Not every victim is protected, even if they do decide to press charges against the perpetrator. A strangulation survivor from Frederick County said that she was denied a permanent protective order against an abusive former partner after the judge ruled that she could not meet the “required burden of proof” and there was “no statutory basis for relief.”
The terms essentially mean that the court did not find sufficient evidence of an ongoing threat by the former partner.
The Frederick News-Post does not generally identify victims of domestic violence, but the woman’s story was corroborated through police reports and court documents. In September 2015, a sheriff’s deputy responded to an assault between the woman and her partner after she went to his house to pick up some of her belongings. The two argued, and the woman said that she took her partner’s cellphone and went into the other room.
Her partner charged after her, and the woman said she ran outside to try and escape in her car. Her partner reached the driver’s side door, wrapped his arm around her neck, and pulled her from the vehicle. She lost consciousness at some point and urinated as he was holding her by the neck.
“My feet actually left the ground, and I can remember feeling uncomfortable — uncomfortable breathing,” she said. “I remember feeling something warm on my leg in the air, and I think he must have thrown me.”
The report from law enforcement noted that there was grass and dirt on the back of her shirt, and that she told the responding deputy she had been “choked” by her partner.
The deputy did not note any visible physical injuries or report that he asked follow-up questions about the strangulation.
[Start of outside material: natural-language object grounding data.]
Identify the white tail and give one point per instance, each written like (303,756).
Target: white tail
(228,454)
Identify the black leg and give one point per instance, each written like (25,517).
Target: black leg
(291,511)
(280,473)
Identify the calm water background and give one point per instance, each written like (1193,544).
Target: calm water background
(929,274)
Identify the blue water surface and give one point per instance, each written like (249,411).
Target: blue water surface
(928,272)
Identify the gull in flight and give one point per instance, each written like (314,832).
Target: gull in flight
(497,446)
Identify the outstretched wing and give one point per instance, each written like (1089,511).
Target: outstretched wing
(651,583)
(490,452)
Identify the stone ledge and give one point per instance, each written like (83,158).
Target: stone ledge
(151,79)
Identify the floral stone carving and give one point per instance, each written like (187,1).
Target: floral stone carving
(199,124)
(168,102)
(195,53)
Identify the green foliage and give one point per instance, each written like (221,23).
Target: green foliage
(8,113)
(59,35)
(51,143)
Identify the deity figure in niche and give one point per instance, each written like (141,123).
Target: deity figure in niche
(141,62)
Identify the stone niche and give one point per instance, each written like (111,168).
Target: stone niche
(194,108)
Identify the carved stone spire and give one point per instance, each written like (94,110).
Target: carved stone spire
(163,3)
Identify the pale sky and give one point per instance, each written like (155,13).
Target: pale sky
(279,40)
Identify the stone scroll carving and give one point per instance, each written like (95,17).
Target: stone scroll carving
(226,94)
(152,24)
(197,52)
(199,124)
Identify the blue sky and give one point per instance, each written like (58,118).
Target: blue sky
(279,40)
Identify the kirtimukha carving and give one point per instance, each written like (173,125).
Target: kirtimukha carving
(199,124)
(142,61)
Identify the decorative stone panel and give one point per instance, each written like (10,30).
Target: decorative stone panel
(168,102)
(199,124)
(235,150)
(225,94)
But the woman later received a forensic exam from Holtzinger, who provided medical evidence when she petitioned for a protective order.
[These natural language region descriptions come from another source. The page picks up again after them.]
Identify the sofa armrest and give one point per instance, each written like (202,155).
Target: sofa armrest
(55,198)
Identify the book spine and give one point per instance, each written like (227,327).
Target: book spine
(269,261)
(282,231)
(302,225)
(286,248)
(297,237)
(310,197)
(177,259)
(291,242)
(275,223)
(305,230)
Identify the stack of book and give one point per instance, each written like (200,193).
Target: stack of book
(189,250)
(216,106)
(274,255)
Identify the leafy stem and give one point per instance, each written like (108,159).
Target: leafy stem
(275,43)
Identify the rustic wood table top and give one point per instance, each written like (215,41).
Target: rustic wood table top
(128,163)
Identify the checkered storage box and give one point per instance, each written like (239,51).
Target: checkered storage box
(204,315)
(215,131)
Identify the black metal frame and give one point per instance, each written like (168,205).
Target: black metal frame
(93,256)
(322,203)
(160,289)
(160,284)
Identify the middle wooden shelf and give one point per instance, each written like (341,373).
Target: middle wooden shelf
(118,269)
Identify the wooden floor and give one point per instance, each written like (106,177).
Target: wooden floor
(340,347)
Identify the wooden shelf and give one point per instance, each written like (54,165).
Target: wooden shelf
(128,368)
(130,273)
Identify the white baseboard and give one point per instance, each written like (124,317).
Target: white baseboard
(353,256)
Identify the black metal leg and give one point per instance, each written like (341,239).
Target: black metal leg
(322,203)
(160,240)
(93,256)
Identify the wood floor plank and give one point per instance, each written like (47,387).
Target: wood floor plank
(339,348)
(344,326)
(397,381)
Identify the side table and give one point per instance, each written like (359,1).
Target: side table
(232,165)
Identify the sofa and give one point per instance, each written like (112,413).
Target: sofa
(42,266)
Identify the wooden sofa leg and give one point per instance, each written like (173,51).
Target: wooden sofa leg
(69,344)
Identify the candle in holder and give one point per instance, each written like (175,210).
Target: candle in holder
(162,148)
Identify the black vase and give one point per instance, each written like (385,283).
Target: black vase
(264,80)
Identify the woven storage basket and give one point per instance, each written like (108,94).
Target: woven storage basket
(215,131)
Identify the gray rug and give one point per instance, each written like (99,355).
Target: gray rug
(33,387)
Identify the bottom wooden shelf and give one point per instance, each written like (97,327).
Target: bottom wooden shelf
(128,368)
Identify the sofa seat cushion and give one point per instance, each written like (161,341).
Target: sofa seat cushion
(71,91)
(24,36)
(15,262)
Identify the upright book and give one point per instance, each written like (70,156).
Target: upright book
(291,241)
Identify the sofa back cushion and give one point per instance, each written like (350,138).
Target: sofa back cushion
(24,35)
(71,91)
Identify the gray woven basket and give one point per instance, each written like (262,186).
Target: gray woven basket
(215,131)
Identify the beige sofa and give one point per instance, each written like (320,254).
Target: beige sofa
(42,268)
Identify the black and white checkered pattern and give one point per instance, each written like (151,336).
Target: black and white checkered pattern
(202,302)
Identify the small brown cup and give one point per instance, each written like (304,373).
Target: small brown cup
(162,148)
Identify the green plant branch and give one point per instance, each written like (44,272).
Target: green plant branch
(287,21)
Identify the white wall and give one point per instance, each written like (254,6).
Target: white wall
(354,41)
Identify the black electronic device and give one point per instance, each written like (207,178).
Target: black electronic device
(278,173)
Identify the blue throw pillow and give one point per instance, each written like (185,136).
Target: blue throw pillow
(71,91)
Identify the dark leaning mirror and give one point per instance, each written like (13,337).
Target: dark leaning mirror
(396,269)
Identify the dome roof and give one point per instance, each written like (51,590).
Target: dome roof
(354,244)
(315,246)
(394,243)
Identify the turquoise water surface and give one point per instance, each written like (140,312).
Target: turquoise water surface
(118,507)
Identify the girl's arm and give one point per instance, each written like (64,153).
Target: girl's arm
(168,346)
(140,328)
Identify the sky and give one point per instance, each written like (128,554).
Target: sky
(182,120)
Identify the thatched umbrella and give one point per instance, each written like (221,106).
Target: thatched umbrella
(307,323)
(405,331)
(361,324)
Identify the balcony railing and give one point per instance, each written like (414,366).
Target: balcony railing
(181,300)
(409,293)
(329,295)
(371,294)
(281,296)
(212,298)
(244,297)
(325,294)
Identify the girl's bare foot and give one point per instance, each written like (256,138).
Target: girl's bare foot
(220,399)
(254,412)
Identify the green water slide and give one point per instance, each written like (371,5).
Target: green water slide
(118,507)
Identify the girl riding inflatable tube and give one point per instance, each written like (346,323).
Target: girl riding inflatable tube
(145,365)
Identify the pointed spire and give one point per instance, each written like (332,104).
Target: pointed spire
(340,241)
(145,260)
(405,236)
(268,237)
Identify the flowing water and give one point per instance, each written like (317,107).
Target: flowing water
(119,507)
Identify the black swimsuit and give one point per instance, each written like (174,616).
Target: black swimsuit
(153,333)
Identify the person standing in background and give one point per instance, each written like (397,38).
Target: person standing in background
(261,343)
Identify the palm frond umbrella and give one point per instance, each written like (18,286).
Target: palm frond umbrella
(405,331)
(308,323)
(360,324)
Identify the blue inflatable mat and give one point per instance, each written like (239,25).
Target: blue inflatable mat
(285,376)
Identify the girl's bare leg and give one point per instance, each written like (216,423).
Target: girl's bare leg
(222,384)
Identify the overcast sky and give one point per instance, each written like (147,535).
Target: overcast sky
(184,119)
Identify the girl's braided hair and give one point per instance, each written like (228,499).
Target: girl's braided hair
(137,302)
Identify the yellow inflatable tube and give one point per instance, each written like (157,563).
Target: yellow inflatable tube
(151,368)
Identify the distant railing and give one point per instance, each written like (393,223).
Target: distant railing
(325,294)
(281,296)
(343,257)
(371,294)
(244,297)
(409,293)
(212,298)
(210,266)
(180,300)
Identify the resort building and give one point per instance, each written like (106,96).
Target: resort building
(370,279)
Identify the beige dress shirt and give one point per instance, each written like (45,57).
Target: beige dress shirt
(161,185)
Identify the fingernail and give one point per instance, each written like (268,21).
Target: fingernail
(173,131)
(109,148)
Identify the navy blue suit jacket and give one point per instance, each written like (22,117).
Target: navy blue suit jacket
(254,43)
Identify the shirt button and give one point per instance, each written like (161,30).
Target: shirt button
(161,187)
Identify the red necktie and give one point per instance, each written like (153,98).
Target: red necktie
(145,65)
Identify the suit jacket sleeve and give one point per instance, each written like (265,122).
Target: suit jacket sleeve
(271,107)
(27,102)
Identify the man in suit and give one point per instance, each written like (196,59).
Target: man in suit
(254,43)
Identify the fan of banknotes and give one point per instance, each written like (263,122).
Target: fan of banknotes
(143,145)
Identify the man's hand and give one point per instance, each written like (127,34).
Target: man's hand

The woman said it was the first time her partner had become physically abusive. She also worried that she would be blamed for the assault because the two had argued and she took his phone.
It can be easy, she said, for a perpetrator to justify an attack.
“Sometimes I feel like victims aren’t allowed to be angry about anything,” she said. “We’re not supposed to show that we’re angry. Which is absurd.”
Angel has run into similar issues as a defense attorney, she said. Victim-blaming isn’t uncommon, especially in situations where the plaintiff initiated the fight.
“I just reviewed two new cases, and in both cases, the female victim was strangled, but they slapped the partner first,” she said. “And that’s a difficult situation. You can imagine how jurors are going to respond to that.”
In those cases, Angel said, it’s up to the attorney to remind juries that the partner becomes the aggressor by responding with greater force. A slap isn’t the equivalent of a punch to the face, she added. And strangulation, to those with experience, stands in a class all its own.
“I mean, it’s pretty obvious,” Alcorn said. “Strangulation can be fatal. And the difference between it being fatal and nonfatal is very minimal. You could take someone literally to the point of death and let go and they’d return to consciousness. But if you hung on for literally a second longer, they’d die.
“I think it’s absolutely, 100 percent physical,” he continued. “But I think it definitely turns to mental abuse capacity even if suspect doesn’t explicitly say so to their victim. That victim is always going to have in the back of their mind — that person attacked me to the point where I almost died. And that makes it one of the easiest forms of physical and mental control.”